In the 17th century women were frequent visitors to warships to comfort the crew. And these relationships produced children, some legitimate, some not. The fathers were sometimes known, sometimes not.

Babies on board were birthed out between the cannon on the gun deck providing some measure of privacy. The baby’s paternity might be noted as “son of a gun.”


Gun deck USS Constitution

Image Credit

Our military heros have been siring sons for centuries; men who did the right thing for their country but, perhaps, could have done better for their women.

Let me tell a story, a true story . . . but no names, no links. I want to honor the young man of whom I speak, while yet grieving over a wound left behind. . .

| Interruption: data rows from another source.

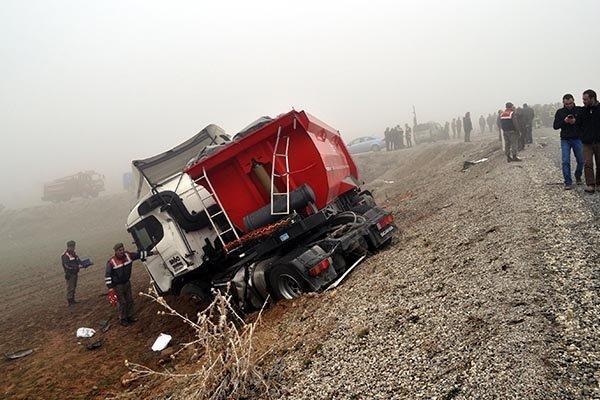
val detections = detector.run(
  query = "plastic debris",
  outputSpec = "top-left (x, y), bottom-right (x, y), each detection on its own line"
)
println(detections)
top-left (152, 333), bottom-right (173, 351)
top-left (4, 349), bottom-right (33, 360)
top-left (100, 319), bottom-right (110, 332)
top-left (85, 339), bottom-right (102, 350)
top-left (76, 328), bottom-right (96, 337)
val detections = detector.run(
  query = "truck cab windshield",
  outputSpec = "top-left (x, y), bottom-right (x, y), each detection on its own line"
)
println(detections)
top-left (129, 215), bottom-right (164, 251)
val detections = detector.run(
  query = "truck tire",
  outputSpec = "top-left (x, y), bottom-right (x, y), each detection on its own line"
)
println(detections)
top-left (269, 264), bottom-right (307, 300)
top-left (180, 282), bottom-right (210, 304)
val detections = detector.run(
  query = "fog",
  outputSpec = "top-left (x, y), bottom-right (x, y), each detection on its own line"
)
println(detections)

In a very public event, in a very public place, our young man was laid to rest in the Hallowed Grounds of Arlington National Cemetery. He gave the last full measure of devotion defending our country and our way of life.

As the military honor guard moved through the sad ritual of folding the casket flag — snap and crease, smooth and fold — a young woman sat solemnly holding the young man’s son.

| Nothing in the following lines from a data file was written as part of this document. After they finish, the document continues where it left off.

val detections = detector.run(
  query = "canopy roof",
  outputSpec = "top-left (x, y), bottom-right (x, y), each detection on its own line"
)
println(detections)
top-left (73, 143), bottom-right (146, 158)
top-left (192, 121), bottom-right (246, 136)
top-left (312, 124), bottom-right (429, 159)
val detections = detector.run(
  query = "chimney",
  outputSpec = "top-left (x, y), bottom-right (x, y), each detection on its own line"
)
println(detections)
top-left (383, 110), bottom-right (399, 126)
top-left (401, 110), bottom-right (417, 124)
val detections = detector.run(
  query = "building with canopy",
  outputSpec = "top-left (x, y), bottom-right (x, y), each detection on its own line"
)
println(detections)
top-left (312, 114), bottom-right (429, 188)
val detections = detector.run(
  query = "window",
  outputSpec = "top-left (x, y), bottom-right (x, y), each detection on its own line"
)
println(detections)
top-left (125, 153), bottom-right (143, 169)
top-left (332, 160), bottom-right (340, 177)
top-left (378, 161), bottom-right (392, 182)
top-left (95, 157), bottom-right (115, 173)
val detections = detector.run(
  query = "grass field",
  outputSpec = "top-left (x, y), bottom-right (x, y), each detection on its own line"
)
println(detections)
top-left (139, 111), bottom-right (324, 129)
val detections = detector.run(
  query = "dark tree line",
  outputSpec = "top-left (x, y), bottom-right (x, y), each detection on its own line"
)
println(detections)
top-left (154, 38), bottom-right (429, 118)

But the young woman was not his wife; the little boy did not carry the young man’s name: he’s a 21st century son of a gun.

The little boy received the folded flag, honoring his father. Another flag went to the mother of the fallen soldier. . .not the mother of his child.

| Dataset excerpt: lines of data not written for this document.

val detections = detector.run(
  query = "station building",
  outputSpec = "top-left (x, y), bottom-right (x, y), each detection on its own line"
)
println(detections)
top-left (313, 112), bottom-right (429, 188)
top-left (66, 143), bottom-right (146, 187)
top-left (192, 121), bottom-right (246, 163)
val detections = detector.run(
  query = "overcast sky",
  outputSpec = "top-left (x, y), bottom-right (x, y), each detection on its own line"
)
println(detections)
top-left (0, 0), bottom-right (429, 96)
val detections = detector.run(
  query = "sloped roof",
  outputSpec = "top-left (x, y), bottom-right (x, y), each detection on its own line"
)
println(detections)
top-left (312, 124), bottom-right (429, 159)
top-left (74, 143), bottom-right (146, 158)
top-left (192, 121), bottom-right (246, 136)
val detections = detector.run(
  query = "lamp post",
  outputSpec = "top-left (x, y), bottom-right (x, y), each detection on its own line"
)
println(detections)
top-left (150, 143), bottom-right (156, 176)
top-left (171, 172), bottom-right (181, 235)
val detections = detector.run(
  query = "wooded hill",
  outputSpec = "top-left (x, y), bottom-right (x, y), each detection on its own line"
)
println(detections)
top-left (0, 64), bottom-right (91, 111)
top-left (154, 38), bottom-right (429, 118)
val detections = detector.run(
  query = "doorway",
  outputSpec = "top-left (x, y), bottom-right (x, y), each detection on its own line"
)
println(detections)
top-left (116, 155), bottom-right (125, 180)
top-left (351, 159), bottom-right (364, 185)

Scriptures teach us that there is no greater love than that a man give his life for another. There is no greater love, but might there be some regrets, some good not done? Is our soldier in the warrior’s Valhalla wondering now what he might have done differently?

As he passes the streams at Fiddler’s Green does he wonder what he could revisit on this side of eternity?

Stories about the young man’s death said that he joined the military to provide for his son; he wanted to be an honorable man. And he eagerly planned to return to the young woman and care for his son.

The young man gave his life for us all. And the Nation is grateful.

But I wonder if our grieving would be more complete if, as he gave his life for us, he had given his name to his son.

God bless him, and his son of a gun.


Cross post at Reasoned Audacity.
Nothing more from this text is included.